In prior transmission systems which combine a continuously variable unit with epicyclic gearing and provide more than one mode of operation, however, one mode, typically providing a low or low/reverse range of system-output/system-input speed ratios and requiring a large amount of power recirculation through the continuously variable unit, is used with another relatively high speed ratio or principal operating mode in which full output power is supplied by the output of the continuously variable unit. The relatively high speed ratio mode can be characterized as the principal operating mode, particularly in applications like automotive drive trains, where this mode is used for a substantially greater period of operating time during the life of the system than the relatively low or low/reverse mode of operation.
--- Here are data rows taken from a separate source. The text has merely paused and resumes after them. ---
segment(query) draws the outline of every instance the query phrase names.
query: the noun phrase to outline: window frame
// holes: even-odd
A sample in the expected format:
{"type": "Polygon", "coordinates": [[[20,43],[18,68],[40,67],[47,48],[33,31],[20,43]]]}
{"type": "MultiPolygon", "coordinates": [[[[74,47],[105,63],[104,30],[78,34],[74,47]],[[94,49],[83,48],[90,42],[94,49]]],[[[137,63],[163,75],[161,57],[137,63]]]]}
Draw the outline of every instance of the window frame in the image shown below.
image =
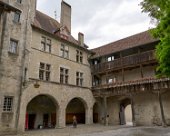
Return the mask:
{"type": "Polygon", "coordinates": [[[83,52],[76,50],[76,62],[83,63],[83,52]]]}
{"type": "Polygon", "coordinates": [[[21,19],[21,13],[18,12],[18,11],[14,12],[13,21],[14,21],[15,23],[20,23],[20,19],[21,19]]]}
{"type": "Polygon", "coordinates": [[[60,67],[60,83],[69,84],[69,69],[60,67]]]}
{"type": "Polygon", "coordinates": [[[13,112],[13,103],[14,103],[13,96],[4,96],[3,109],[2,109],[3,112],[13,112]]]}
{"type": "Polygon", "coordinates": [[[69,59],[69,46],[61,43],[60,46],[60,56],[62,58],[69,59]]]}
{"type": "Polygon", "coordinates": [[[83,86],[83,81],[84,81],[84,78],[83,78],[83,75],[84,73],[82,72],[76,72],[76,85],[77,86],[83,86]]]}
{"type": "Polygon", "coordinates": [[[21,4],[21,3],[22,3],[22,0],[17,0],[17,2],[21,4]]]}
{"type": "Polygon", "coordinates": [[[51,47],[52,47],[52,40],[45,36],[41,36],[41,50],[44,52],[51,53],[51,47]],[[49,43],[48,43],[48,41],[49,41],[49,43]]]}
{"type": "Polygon", "coordinates": [[[50,78],[51,78],[51,65],[40,62],[39,79],[43,81],[50,81],[50,78]]]}
{"type": "Polygon", "coordinates": [[[10,39],[10,45],[8,52],[11,54],[18,54],[18,40],[10,39]],[[14,47],[15,46],[15,47],[14,47]]]}

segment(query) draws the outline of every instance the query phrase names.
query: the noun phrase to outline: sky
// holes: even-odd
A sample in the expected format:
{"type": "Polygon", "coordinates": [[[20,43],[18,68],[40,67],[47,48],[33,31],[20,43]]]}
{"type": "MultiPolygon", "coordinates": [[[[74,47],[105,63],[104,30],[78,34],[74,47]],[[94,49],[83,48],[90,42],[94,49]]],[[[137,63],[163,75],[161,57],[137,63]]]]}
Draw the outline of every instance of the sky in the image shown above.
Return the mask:
{"type": "MultiPolygon", "coordinates": [[[[64,0],[72,7],[72,35],[93,49],[152,27],[141,0],[64,0]]],[[[37,9],[60,21],[61,0],[37,0],[37,9]],[[55,14],[56,11],[56,14],[55,14]]]]}

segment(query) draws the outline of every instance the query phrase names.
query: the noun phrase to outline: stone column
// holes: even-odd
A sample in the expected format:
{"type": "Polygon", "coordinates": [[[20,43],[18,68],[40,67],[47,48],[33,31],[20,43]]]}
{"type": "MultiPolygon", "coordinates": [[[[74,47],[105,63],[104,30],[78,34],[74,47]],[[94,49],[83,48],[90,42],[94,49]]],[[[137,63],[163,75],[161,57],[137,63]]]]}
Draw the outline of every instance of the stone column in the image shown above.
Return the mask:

Although such systems having two, preferably contiguous, continuously variable speed ratio ranges are effective to provide a desired range of continuously variable speed ratios, the power transmission requirements of the continuously variable unit in both modes of operation imposes the total of unit inefficiencies on the system in both modes of operation. As a result, the power transmitting efficiency of the system is compromised. Also, the transmission of full power at all times by the unit, the least durable of components in the power train, shortens the life of the system to an extent that use of this class of transmissions has not been acceptable to the automotive industry, for example.